When I think about the phrase “auto-scaling,” for some reason it conjures up the word “Transformers.” For those not familiar with the Transformers genre of cartoons, toys, games, and movies, it is essentially about cars that turn into robots or vise versa, depending on how you look at it. When they need to fight or confront a challenge, Transformers will scale up from a vehicle (a car, truck, airplane, etc.) into a much larger robot. Then, when the challenge subsides, they scale back down to a vehicle.
Scaling – in terms of infrastructure – is a similar concept, but applied to the horizontal or vertical scaling of servers. Horizontal scaling means adding (or removing) servers within an infrastructure environment. Vertical scaling involves adding resources to an existing server (like RAM).
Let’s look at an example. An author of a content creation website may write an article that attracts the attention of the social media community. What starts as a few views of the article per minute, once shared by many in social media, may result in hundreds or thousands of requests for this article per minute. When this spike in demand occurs, the load to the server or servers handling the website’s content may experience extreme load, affecting its ability to respond in a timely manner. The results can vary from long page loads to the server actually crashing under the additional peak load. In the past, this scenario used to be known as the “Digg effect” or “Slashdot effect.”
Although this type of success is great publicity for the author, it’s bad for the brand hosting the content. And, if users encounter slow or inaccessible websites, they’re less likely to return for other content at a later point, which can eventually result in a loss of revenue.
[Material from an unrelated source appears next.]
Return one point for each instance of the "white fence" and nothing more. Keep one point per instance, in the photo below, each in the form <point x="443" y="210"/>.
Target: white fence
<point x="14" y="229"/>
However, you can easily manage web load by simply throwing more hardware at the problem. The more servers you have (assuming your site is load balanced), the better it is able to handle the traffic spikes. (Of course, you could also scale up your individual servers by giving them more processing power and RAM.) You can scale both physical and virtual (cloud) servers. And you can do this process manually.
If you manually add servers to handle demand, however, you also run the risk of having those same servers sit idle when peak load subsides. This situation is clearly not cost-effective, especially if you purchased physical servers.
If you’re using cloud servers, you can always delete them easily (try doing that with a physical server…and explain the cost).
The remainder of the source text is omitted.